Set new value to the attribute lags. Attributes max_lag and window_size are also updated.

method
set_out_sample_residuals(residuals, append=True)

Set new values to the attribute out_sample_residuals. Out of sample residuals are meant to be calculated using observations that did not participate in the training process.

Parameters
  • append (bool, default `True`) If True, new residuals are added to the once already stored in the attribute out_sample_residuals. Once the limit of 1000 values is reached, no more values are appended. If False, out_sample_residuals is overwritten with the new residuals.
  • params (1D np.ndarray) Values of residuals. If len(residuals) > 1000, only a random sample of 1000 values are stored.
method
get_coef()

Return estimated coefficients for the linear regression model stored in the forecaster. Only valid when the forecaster has been trained using as regressor:LinearRegression(),Lasso()orRidge()`.

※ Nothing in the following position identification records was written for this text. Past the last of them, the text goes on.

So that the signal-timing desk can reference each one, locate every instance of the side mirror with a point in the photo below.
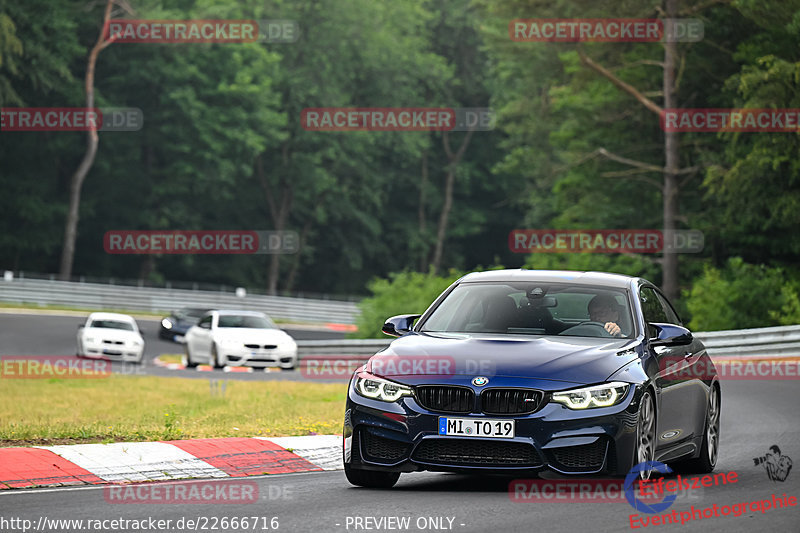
(669, 335)
(399, 325)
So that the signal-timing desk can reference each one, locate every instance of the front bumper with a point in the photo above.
(259, 357)
(113, 351)
(403, 437)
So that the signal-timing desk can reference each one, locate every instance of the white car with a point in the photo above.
(111, 336)
(239, 338)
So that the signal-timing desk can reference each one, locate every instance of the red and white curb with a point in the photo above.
(208, 368)
(131, 462)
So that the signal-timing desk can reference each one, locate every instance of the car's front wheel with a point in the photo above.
(646, 434)
(371, 478)
(190, 363)
(215, 359)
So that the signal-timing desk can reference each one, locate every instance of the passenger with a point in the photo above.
(604, 308)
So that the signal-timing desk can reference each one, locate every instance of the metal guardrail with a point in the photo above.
(105, 296)
(783, 341)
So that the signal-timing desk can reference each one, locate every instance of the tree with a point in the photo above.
(76, 183)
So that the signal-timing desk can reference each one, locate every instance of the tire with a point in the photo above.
(189, 362)
(215, 362)
(645, 434)
(709, 451)
(370, 478)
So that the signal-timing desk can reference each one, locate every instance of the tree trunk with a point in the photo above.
(423, 261)
(76, 182)
(453, 161)
(669, 283)
(279, 212)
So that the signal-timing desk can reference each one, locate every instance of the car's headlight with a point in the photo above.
(376, 388)
(604, 395)
(230, 342)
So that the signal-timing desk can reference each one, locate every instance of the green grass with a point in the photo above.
(145, 408)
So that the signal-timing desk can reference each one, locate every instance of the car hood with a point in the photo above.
(111, 334)
(253, 335)
(578, 360)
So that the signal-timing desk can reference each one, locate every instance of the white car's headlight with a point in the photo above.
(229, 341)
(375, 388)
(604, 395)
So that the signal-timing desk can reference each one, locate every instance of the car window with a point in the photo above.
(112, 324)
(528, 308)
(245, 321)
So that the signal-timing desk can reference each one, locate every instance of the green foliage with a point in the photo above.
(402, 293)
(741, 296)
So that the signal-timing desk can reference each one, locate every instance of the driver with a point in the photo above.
(604, 308)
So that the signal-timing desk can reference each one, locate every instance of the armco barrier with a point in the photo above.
(105, 296)
(783, 341)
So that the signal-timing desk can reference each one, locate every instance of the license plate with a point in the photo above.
(476, 427)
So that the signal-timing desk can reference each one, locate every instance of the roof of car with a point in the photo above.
(552, 276)
(238, 312)
(111, 316)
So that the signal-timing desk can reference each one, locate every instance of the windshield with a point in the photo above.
(533, 308)
(112, 324)
(245, 321)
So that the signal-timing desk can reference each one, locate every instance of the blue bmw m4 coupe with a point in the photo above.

Returns (coef : pandas DataFrame)

Value of the coefficients associated with each predictor.

method
get_feature_importance()

Return impurity-based feature importance of the model stored in the forecaster. Only valid when the forecaster has been trained using GradientBoostingRegressor , RandomForestRegressor or HistGradientBoostingRegressor as regressor.

Returns (feature_importance : pandas DataFrame)

Impurity-based feature importance associated with each predictor.